USHUAIA OR BUST ROUTE MAP

1.01.2010

TEXAS

I left Galveston at noon time, after packing and closing hurricane shutters, and pedaled into a solid head wind along the coast before turning inland. After 1000 miles of coast line, moving inland was a nice change and trees provided a welcome wind break. At times, the grass land spread beneath a green cathedral ceiling of evenly spaced live oaks. The towns are small and people are curious and genuinely excited about my trip. By the end of the day i had shook hands, hugged, been blessed, and posed for photos. I am starting to get used to the instant celebrity but it feels odd because to me i am just doing my own thing. Everyone asks, "what's my cause"?

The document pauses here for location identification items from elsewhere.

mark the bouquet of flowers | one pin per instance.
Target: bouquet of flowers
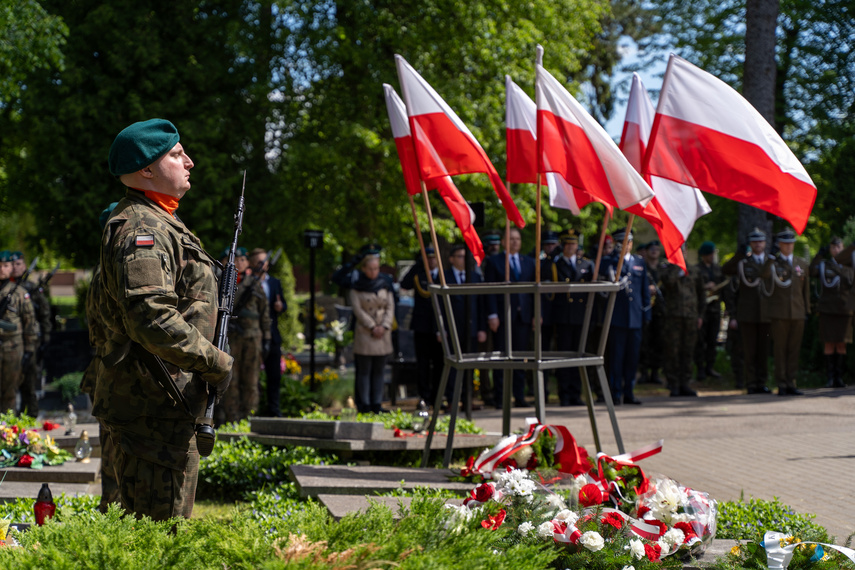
(592, 536)
(21, 447)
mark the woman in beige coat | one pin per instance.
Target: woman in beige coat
(373, 305)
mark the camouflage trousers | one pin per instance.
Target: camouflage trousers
(11, 354)
(156, 466)
(241, 399)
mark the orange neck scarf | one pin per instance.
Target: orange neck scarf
(168, 203)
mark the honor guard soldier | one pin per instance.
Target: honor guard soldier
(835, 314)
(684, 304)
(159, 307)
(249, 342)
(789, 305)
(752, 313)
(41, 307)
(627, 319)
(713, 278)
(18, 334)
(568, 312)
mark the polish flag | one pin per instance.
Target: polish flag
(571, 143)
(444, 146)
(460, 210)
(677, 206)
(706, 135)
(521, 136)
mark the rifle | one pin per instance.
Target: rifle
(4, 304)
(205, 434)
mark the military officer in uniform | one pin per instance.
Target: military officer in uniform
(568, 311)
(752, 314)
(627, 318)
(159, 310)
(18, 334)
(789, 305)
(835, 314)
(710, 273)
(249, 342)
(684, 305)
(41, 306)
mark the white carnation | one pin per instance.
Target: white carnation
(545, 530)
(592, 540)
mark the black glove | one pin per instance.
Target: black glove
(25, 362)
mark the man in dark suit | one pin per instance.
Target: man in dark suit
(429, 356)
(471, 326)
(276, 299)
(522, 269)
(627, 319)
(568, 312)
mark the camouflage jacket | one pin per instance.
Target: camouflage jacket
(159, 291)
(252, 317)
(20, 313)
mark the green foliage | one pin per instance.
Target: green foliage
(237, 468)
(68, 385)
(749, 520)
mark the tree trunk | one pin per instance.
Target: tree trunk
(758, 87)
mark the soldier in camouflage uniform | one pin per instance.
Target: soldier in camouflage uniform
(41, 307)
(18, 343)
(683, 300)
(159, 309)
(249, 342)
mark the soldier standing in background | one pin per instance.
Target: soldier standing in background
(684, 300)
(41, 307)
(712, 277)
(835, 315)
(752, 315)
(789, 305)
(249, 342)
(159, 308)
(18, 334)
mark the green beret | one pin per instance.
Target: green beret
(140, 145)
(105, 214)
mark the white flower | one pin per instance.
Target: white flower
(674, 537)
(544, 530)
(637, 549)
(592, 540)
(566, 516)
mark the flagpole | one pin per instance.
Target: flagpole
(419, 234)
(433, 236)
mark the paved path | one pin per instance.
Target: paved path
(798, 449)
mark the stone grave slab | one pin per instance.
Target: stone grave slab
(70, 472)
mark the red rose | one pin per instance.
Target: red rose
(590, 495)
(653, 552)
(494, 522)
(613, 520)
(688, 530)
(482, 493)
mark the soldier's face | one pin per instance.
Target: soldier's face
(18, 267)
(171, 173)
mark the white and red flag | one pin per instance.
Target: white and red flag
(521, 136)
(460, 210)
(706, 135)
(677, 206)
(571, 143)
(444, 146)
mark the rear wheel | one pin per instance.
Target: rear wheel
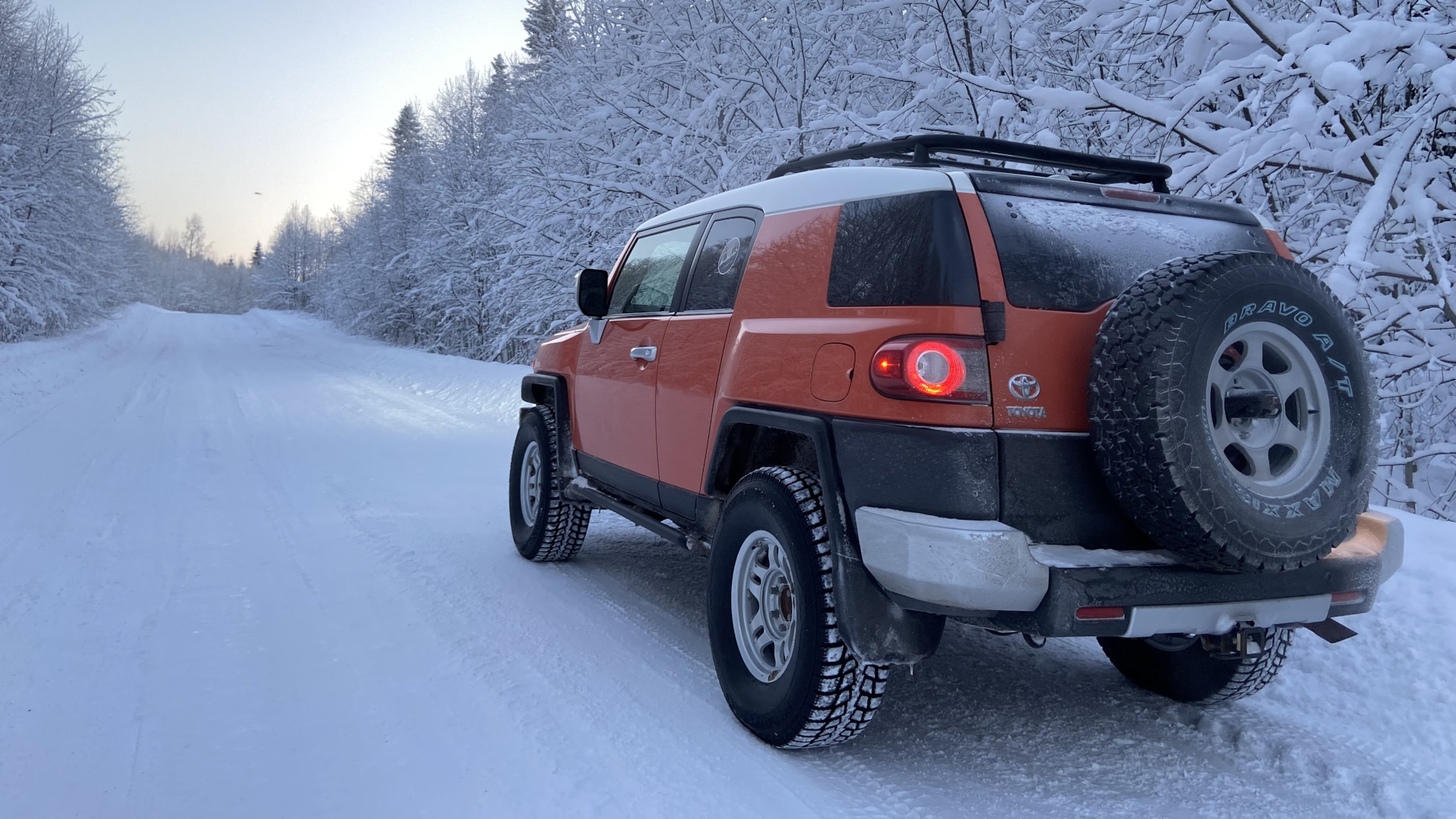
(1185, 670)
(544, 525)
(783, 665)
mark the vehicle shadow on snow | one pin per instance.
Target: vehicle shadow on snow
(989, 714)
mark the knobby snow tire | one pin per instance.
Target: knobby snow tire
(827, 695)
(560, 526)
(1193, 675)
(1149, 395)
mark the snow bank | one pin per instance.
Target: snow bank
(253, 566)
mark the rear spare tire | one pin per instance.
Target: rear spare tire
(1234, 413)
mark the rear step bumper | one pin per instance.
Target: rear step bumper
(989, 575)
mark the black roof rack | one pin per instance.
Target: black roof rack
(916, 150)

I cruised into West Columbia in the late afternoon asking around about camping before deciding on a county campground nestled into the live oaks next to the Werner-Hogg plantation. I arrived at dusk, and opened a beer to enjoy the sunset before checking in with the campground host. The charming couple next door (that brought me fresh coffee the next morning) directed me towards the end of the small campground. I walk up and see the prominently displayed, "Obama, show us the birth certificate," on the rv windshield. Wow! a birther - they are not common in New York and i am a little excited as i mount the porch to knock. A thin man comes to the door, an almost frail man that is far from birth, and i inquire about registering, and he asks about my vehicle, and i say bicycle. He replies, "bicycle?!, on a bicycle? serious"? And i tell him that i rode 2140 miles to stand right here before him. Anyhow, tents are not allowed . . . so i offer to not set up the tent. . . still not allowed. He is a little confounded, as am i, over the absurd nature of the rules as they applied to our situation that cool Texas evening. He asked, "only one night? . . . you really rode here on a bicycle?," i replied yes and stayed for free.